Download Problem Session 3

ECE 109 Spring 2014
Name:__________________________________________
Problem Session 3
Overview
Welcome to Logisim! Logisim is a logic simulator that allows you design and simulate digital
circuit using a graphical user interface. It was written by Carl Burch. Logisim comes with
libraries containing basic gates, memory chips, multiplexers and decoders, and other simple
components. In later problem sessions, you will use many of these components, but for now,
we will guide you through the process of creating basic logic gates using transistors.
Part 0: Preparation
Begin by downloading Logisim from the SourceForge page to your Linux account. There are
three choices of release to download, but the system should automatically detect that you are
using a Linux machine and offer you a .jar file as your download. Save the .jar file to your
desktop.
Change the name of the .jar to something easy to type like logisim.jar.

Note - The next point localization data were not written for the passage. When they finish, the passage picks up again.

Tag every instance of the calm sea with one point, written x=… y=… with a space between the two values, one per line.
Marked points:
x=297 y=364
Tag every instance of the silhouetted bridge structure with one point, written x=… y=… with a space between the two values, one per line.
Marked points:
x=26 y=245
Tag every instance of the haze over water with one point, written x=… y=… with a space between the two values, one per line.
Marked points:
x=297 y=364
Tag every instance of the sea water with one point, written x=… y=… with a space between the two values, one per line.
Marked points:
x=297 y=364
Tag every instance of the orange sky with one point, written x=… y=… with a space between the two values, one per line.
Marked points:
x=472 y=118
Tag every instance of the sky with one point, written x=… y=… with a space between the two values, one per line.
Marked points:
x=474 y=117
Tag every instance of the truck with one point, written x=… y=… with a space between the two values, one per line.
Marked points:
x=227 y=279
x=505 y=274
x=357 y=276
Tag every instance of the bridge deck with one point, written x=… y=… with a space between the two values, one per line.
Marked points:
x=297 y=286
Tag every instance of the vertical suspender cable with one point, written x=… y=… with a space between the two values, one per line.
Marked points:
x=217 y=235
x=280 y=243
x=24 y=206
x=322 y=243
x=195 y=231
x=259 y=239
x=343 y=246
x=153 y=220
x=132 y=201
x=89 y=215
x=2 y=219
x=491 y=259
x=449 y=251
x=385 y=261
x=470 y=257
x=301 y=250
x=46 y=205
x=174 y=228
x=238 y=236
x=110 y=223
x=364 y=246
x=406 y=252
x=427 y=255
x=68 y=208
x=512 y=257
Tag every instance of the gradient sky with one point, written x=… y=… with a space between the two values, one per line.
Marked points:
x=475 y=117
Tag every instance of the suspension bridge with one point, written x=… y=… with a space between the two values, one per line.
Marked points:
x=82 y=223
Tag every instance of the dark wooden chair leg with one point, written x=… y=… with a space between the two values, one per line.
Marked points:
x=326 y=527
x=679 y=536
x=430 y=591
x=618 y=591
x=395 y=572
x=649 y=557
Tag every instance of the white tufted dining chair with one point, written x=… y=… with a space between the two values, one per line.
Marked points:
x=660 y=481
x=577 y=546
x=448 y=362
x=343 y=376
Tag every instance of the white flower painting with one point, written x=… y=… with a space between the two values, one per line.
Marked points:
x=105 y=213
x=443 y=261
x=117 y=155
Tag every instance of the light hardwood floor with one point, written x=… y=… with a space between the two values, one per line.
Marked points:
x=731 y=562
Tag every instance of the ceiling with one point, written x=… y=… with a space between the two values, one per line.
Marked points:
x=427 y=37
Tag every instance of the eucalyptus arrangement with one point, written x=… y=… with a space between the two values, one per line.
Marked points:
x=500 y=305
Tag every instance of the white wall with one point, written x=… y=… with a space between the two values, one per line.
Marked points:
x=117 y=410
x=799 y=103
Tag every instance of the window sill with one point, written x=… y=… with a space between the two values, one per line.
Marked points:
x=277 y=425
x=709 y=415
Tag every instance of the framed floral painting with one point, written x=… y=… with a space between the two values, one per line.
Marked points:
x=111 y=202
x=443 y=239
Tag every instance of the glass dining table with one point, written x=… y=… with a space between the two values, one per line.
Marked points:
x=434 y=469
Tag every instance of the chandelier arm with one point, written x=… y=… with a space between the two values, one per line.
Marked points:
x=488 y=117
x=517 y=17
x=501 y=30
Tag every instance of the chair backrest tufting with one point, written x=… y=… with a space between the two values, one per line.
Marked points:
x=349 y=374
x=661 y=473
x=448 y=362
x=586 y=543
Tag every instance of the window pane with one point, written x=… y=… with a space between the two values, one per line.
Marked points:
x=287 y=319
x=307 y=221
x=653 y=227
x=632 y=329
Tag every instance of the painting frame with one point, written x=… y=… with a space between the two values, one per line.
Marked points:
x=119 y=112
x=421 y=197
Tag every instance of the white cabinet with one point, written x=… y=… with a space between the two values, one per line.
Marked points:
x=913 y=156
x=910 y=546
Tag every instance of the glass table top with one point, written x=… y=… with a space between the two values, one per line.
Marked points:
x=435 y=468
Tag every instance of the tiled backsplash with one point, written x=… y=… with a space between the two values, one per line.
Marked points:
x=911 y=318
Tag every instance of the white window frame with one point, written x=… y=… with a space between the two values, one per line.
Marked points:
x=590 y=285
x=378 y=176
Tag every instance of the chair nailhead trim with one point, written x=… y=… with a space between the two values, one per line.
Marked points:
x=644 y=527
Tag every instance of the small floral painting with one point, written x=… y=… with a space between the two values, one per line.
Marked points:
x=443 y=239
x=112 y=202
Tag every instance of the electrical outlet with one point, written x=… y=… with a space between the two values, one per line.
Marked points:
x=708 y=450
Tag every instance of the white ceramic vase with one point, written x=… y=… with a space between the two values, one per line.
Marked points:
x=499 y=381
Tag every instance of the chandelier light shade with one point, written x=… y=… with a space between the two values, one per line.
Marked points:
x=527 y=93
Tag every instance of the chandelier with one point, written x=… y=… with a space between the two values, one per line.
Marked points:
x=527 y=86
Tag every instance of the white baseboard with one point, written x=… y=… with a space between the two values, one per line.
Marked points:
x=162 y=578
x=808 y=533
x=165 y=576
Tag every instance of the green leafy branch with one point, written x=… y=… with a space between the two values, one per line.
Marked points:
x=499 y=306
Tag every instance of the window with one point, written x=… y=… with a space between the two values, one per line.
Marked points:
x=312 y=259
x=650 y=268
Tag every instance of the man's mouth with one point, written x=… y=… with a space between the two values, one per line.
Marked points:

Launch Logisim by opening a terminal window and entering the command:
java –jar logisim.jar &
Part 1: An Inverter
Logisim is a simple tool to use, most of the features you will need are well documented in the
reference document. You can obtain the guide from the Logisim Documentation page. We'll
begin by working with a very simple circuit.
1. Start by downloading (right-click and select
Save As) this Logisim file containing an inverter
constructed using P-type and N-type
transistors. Select File->Open from the menu
bar at the top of the Logisim window to open
the file. You should see the following in your
Logisim window.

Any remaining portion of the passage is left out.